Section 6 concludes with a discussion of the model performance and an appraisal of the merits of each result. We also consider the role of model driven prediction in a loan approvals business context.
Section 7 presents our R code and technical appendices and references.
1 Penguins and the KNN algorithm
Following the data cleaning approach taken in prior assignments, we exclude observations where the feature sex is undefined. We also exclude the two variables island and year which do not seem helpful in prediction analysis. We follow the variable selection process described in a prior assignment here.
This still gives a substantial subset \(333\) out of \(344\) original observations. The below table illustrates sample rows of the cleansed dataset used in the subsequent KNN analysis.
| species | bill_length_mm | bill_depth_mm | flipper_length_mm | body_mass_g | sex |
|---|---|---|---|---|---|
| Adelie | 39.1 | 18.7 | 181 | 3750 | male |
| Adelie | 39.5 | 17.4 | 186 | 3800 | female |
| Adelie | 40.3 | 18.0 | 195 | 3250 | female |
| Adelie | 36.7 | 19.3 | 193 | 3450 | female |
| Adelie | 39.3 | 20.6 | 190 | 3650 | male |
| Adelie | 38.9 | 17.8 | 181 | 3625 | female |
We obtain 333 rows of observations with 6 columns of explanatory and response variables.
1.1 Data Transformation for KNN
The next step is to normalize the data so that each quantitative variables have a mean zero and standard deviation equal to 1. However, we need to also include the sex variable in the K-nearest neighbor model. Normalization ensures that each variable has equal influence on the nearest neighbor calculation. Otherwise, a quantitative variable whose scale is much larger than the other variables would dominate the Euclidean distance calculation used in the KNN model.
However, we also need to include the sex variable as a feature in the KNN model. Categorical variables pose a challenge in the KNN context because they need to be mapped to a numerical equivalent.

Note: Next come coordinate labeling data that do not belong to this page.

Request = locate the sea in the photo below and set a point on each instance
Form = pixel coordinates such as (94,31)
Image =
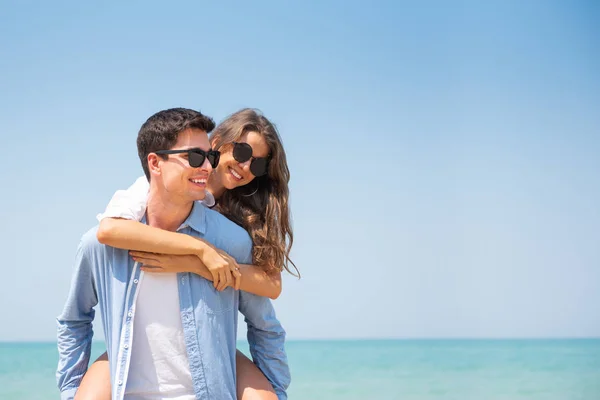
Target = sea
(381,369)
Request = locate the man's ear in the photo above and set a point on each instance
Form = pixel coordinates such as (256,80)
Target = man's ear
(154,164)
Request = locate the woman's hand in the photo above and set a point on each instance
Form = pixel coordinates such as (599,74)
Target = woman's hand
(223,268)
(166,263)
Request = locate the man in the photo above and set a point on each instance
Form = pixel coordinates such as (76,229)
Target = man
(168,335)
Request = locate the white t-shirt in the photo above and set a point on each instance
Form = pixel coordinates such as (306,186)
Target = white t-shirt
(159,367)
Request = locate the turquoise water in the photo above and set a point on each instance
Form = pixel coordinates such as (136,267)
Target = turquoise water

In the case of this data set, two facts are key:
- the original data set gathered penguins by breeding pairs - thus the number of males and females is very balanced.
- the variable is binary. Thus, two equal and opposite values can accomplish the goal of normalization.
For these reasons, we do not normalize sex but use the mapping function \(f\) defined as:
\[\begin{equation} f(\text{sex}) = \begin{cases} 1 & \text{sex} = \text{male} \\ -1 & \text{sex} = \text{female} \\ \end{cases} \end{equation} \] Because the data set is gender balanced, \(E[f(\text{sex})] \approx 0\) and \(Stdev(f(\text{sex})) \approx 1\). Hence, \(f(\text{sex})\) is nearly normalized. With these transformations, the KNN dataset is prepared for model evaluation. We illustrate the top 5 rows of the training data set below. Note that the sampled indices are displayed in the left most column as row values in the resulting dataframe.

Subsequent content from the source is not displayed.